Behrens précise qu’au sein des familles bourgeoises « anciennes », comme les Ford, Rockfeller ou Vanderbilt, l’éthique judéo-chrétienne basée sur la redistribution d’une partie de ses richesses à la société a mené à la construction de librairies, musées et autres institutions. Selon lui, les riches d’aujourd’hui s’isolent de plus en plus parce qu’ils ne se sentent pas redevables de quoi que ce soit envers le reste de la société.
La salle commune de Vivos Europa One
Parmi les autres propriétés de Vicino, on trouve Vivos Europa One, un abri souterrain situé en Allemagne, aménagé dans un ancien dépôt de munitions datant de la Guerre Froide. Vicino et son partenaire l’ont acquis pour 2,25 millions de dollars avant de le rénover et de l’ouvrir l’été dernier. La propriété, dont la valeur est aujourd’hui estimée à plusieurs milliards de dollars, s’étend sur 70 000 mètres carrés de zones « sécurisées ». Elle est assez grande pour accueillir 34 familles pendant une année entière. Ces dernières pourront profiter de la piscine, de la cave à vin et de l’immense salon décoré par des designers reconnus.
Le délitement de la société et de ses règles conduira chaque propriété Vivos à être gérée par ses propres lois ; chacune aura son propre tribunal pour gérer les conflits entre résidents. La sécurité sera assurée par des forces armées employées par la compagnie – forces qui empêcheront également les pauvres d’entrer.
Une place dans cette arche de Noé futuriste vous coûtera de trois à cinq millions de dollars – soit 100 fois plus qu’à Vivos Indiana.
Robert Vicino fermant la porte blindée d’un abri en Allemagne
De nombreux clients de Vicino ont déjà déclaré être satisfaits. L’un d’entre eux, qui préfère rester anonyme, m’a dit : « Comme tout le monde, j’ai un sixième sens, et je sens que quelque chose pourrait arriver prochainement. Il est temps d’envisager un plan pour ma famille au cas où. »
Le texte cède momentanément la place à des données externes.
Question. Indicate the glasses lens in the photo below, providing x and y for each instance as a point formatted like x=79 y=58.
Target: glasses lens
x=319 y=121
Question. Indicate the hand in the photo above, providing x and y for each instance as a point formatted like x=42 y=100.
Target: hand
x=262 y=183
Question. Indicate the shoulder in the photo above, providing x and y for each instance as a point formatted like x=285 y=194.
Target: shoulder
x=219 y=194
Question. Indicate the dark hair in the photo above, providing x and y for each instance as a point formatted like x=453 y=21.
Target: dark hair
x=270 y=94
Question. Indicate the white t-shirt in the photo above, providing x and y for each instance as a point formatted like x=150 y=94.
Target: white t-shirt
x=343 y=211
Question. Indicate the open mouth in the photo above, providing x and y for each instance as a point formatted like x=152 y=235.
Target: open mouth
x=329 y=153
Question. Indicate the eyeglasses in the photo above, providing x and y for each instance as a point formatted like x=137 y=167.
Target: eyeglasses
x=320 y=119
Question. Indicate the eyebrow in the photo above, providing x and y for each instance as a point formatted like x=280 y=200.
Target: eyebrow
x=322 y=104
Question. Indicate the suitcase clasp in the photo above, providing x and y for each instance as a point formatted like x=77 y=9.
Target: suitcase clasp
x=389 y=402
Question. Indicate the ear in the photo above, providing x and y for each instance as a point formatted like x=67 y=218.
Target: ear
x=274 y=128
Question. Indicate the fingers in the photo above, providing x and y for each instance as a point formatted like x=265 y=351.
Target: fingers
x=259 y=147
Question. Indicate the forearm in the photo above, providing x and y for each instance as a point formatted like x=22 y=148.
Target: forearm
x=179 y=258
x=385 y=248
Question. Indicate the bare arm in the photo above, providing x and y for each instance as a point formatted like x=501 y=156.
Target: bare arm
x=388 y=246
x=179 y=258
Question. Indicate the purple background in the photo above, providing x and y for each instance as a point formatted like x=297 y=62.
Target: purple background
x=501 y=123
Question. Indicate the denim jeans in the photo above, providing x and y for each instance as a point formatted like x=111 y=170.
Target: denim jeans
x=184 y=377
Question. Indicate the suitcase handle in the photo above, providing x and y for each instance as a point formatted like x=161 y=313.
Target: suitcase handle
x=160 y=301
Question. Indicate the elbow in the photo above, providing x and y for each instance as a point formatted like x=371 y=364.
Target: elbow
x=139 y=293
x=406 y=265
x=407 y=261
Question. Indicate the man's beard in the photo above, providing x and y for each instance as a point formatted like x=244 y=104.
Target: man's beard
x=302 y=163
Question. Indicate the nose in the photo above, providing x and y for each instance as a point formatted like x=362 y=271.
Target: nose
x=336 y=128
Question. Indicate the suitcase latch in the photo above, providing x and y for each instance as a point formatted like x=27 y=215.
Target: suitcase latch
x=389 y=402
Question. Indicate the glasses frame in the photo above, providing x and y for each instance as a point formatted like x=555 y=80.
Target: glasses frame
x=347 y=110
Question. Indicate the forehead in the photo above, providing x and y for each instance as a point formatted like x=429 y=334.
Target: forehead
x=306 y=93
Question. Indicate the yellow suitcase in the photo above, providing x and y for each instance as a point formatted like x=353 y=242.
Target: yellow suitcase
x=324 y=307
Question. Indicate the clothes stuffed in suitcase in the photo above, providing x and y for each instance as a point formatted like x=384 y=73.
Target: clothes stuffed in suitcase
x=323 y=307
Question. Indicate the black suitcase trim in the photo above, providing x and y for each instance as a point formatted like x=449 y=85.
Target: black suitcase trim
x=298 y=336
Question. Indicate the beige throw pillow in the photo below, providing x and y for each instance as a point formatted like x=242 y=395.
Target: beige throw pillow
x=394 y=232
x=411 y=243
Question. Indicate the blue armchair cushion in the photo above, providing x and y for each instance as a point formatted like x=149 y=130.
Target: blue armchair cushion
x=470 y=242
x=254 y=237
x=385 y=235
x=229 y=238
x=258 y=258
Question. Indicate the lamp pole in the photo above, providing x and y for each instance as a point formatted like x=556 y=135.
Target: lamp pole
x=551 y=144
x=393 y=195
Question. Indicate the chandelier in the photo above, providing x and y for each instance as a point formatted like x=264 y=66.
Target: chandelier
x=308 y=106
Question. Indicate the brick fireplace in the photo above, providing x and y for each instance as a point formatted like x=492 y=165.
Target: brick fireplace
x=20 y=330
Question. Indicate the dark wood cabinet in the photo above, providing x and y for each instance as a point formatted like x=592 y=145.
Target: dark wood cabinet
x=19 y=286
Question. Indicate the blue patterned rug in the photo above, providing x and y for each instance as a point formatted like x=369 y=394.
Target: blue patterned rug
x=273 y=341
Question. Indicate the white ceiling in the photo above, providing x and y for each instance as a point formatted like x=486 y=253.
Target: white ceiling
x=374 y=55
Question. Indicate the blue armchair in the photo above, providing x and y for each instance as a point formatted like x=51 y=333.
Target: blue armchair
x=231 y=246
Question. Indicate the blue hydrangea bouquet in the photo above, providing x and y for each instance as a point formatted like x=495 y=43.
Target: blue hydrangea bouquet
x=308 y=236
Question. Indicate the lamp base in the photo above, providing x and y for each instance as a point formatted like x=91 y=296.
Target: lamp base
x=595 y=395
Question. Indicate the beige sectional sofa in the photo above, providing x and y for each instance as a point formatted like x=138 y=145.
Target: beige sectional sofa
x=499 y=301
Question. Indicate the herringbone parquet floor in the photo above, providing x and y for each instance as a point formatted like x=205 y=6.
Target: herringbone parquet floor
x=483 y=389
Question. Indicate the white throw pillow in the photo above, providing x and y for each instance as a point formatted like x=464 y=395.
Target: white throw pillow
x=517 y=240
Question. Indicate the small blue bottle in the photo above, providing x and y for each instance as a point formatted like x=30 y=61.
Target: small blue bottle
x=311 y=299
Vicino n’est pas le seul à essayer de surfer sur la vague survivaliste. L’entrepreneur reconnaît d’ailleurs le talent de l’un de ses concurrents, Larry Hall, fondateur de Silo Home, qui a construit un complexe de villas dans un silo de missiles du Kansas – ses huit villas à deux millions de dollars chacune ont été vendues. De son côté, Vicino avoue avoir déjà vendu une douzaine des 80 places disponibles dans son bunker de l’Indiana – et il va de soi que certaines sont réservées pour lui et sa famille. Actuellement, il serait en contact avec un survivaliste très riche qui envisagerait d’acheter l’intégralité du complexe allemand de son entreprise.
Vicino a de grandes ambitions pour l’avenir de sa société : « Vivos continuera à vendre des abris jusqu’à la fin des temps – la demande existe. Il est impossible de savoir si l’humanité sera un jour à l’abri de l’Apocalypse. Les gens sont persuadés que tout ira bien. Ils changeront d’avis le jour où une catastrophe se produira ! »
L’Economic Hardship Reporting Project, un projet qui défend un journalisme non lucratif, a participé à la réalisation de cet article.